Lead singer Dylan Baldi calls Cloud Nothings’ Life Without Sound his take on New Age music. It’s an implication that the band is calming down, and abandoning their fuzzy punk roots.
If that’s true, it’s only slightly true.
There are tracks throughout Life Without Sound that pummel as hard as anything in Cloud Nothings’ catalogue, with production quality that slays and unbridled aggression that captures much of what Cloud Nothings has become known for. Tracks like “Darkened Rings” or “Strange Year” carry much of the craziness of albums like Here and Nowhere Else.
In other words, this isn’t exactly the sort of record you’d want to meditate to.
That being said, there are new sounds on Life Without Sound. The band is more tuneful than ever before.
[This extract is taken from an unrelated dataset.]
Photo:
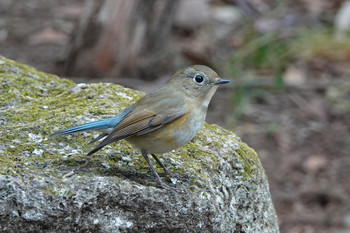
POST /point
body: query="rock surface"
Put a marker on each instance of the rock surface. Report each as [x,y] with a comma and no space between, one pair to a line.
[49,185]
The album opener, “Up to the Surface”, carries a piano in its intro and builds through a nearly pop-punk introduction. “Internal World” and “Enter Entirely” take their influence from bands like Weezer (and even some classic rock).
For Cloud Nothings, this is par for the course. Cloud Nothings’ trademark is our inability to know what an album is going to sound like upon release, and Life Without Sound is no different.
That’s not to say that Cloud Nothings is making music that sounds unlike themselves. They’re not making pop music, after all. But they’re embracing a method of songwriting that sounds less rushed and more tuneful. It’s a step in a new direction, but not necessarily a commercial one.
For the first time, Cloud Nothings just sounds optimistic.
Well, as optimistic as Cloud Nothings can sound.